Meinung: Die WM in Katar hat die Spaltung noch vertieft
DW
Sport und Politik haben nichts miteinander zu tun? Die WM in Katar hat genau das Gegenteil bewiesen – und die Gräben zwischen dem Westen und der arabischen Welt noch vertieft, schreibt Pascal Jochem.
Wenn der Ball erstmal rollt, dreht sich alles nur noch um Fußball. So lautete häufig das Kalkül der Gastgeber, so feierte Russland eine große Party als WM-Ausrichter 2018. Doch bei der Weltmeisterschaft in Katar kam es anders: Politische Themen und Nebengeräusche flimmerten über unsere Smartphones und TV-Bildschirme.

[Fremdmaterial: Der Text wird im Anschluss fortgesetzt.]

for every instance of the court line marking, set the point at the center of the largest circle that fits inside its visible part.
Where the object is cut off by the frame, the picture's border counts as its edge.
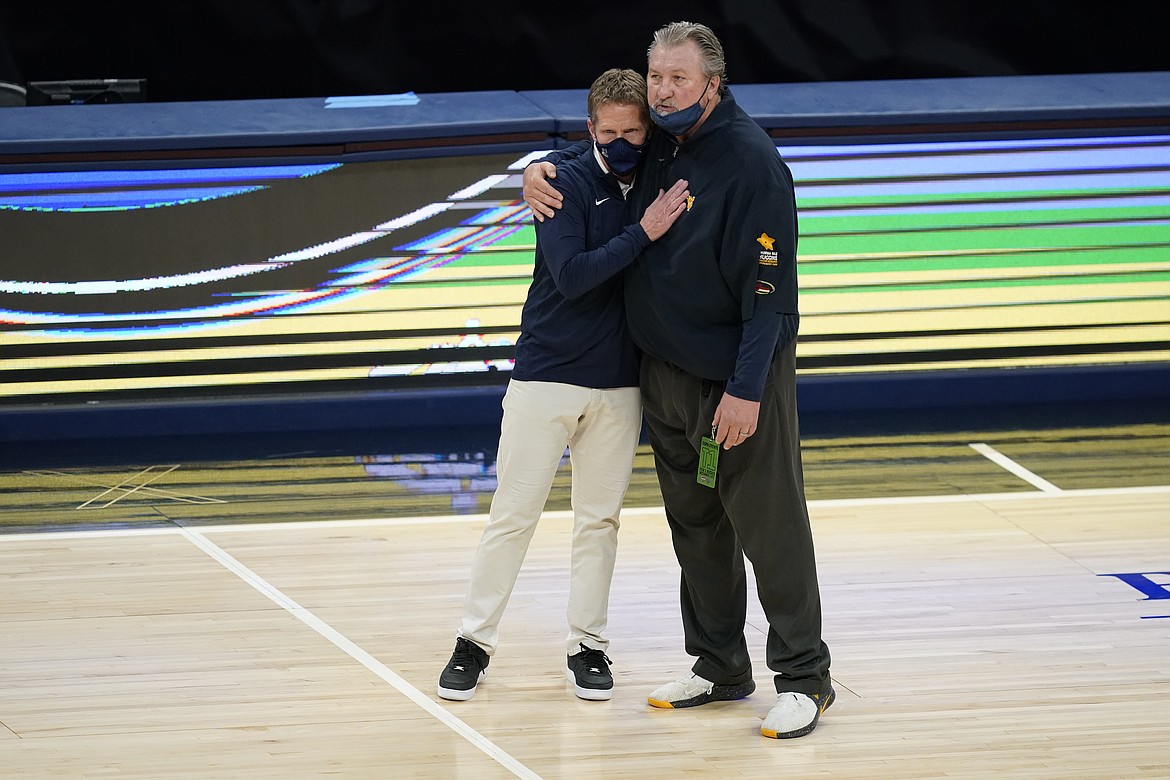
(630, 511)
(355, 651)
(1007, 463)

Im Schnelldurchlauf: Erst wollten einige Europäer mit der "One-Love"-Kapitänsbinde auflaufen, schreckten dann aber wegen einer möglichen Bestrafung durch die FIFA zurück. Die DFB-Elf setzte vor dem Anpfiff ein Zeichen mit der Hand vor dem Mund - gefeiert in der europäischen Presse, missverstanden im Nahen Osten. Hier Anfeindungen gegen israelische Reporter, dort die Fahne der Palästinensergebiete. Sie wehte überall in Katar - in den Straßen, im Stadion und sogar auf dem Spielfeld, stolz präsentiert von Spielern Marokkos. Einige Katarer und arabische Fans trugen sie auch am Arm als Replik auf die gescheiterte Idee der Europäer.
Iranische Spieler verweigerten vor dem ersten Spiel das Singen der Nationalhymne. Proteste eskalierten, westlich orientierte Exil-Iraner trafen auf Katars Sicherheitskräfte und iranische Regime-Anhänger. Und immer wieder Diskussionen um Regenbogen-Farben – erst verboten in den Stadien, dann doch erlaubt.
Das DFB-Aus, Messis letzter Tanz und Marokkos mitreißende Erfolge haben zwar auch sportliche Schlagzeilen geliefert. Doch die WM in Katar war politisch so aufgeladen wie kein anderes Turnier zuvor. Mehr Kampf der Kulturen statt völkerverbindendes Ereignis.
Und die FIFA ist daran gescheitert, all diese Themen zu moderieren und einzufangen. Als der israelisch-palästinensische Konflikt immer sichtbarer wurde, hat sie wie ein kleines Kind die Hände vors Gesicht gehalten und sich versteckt. Der Weltverband hat bei dieser WM weiter an Glaubwürdigkeit verloren.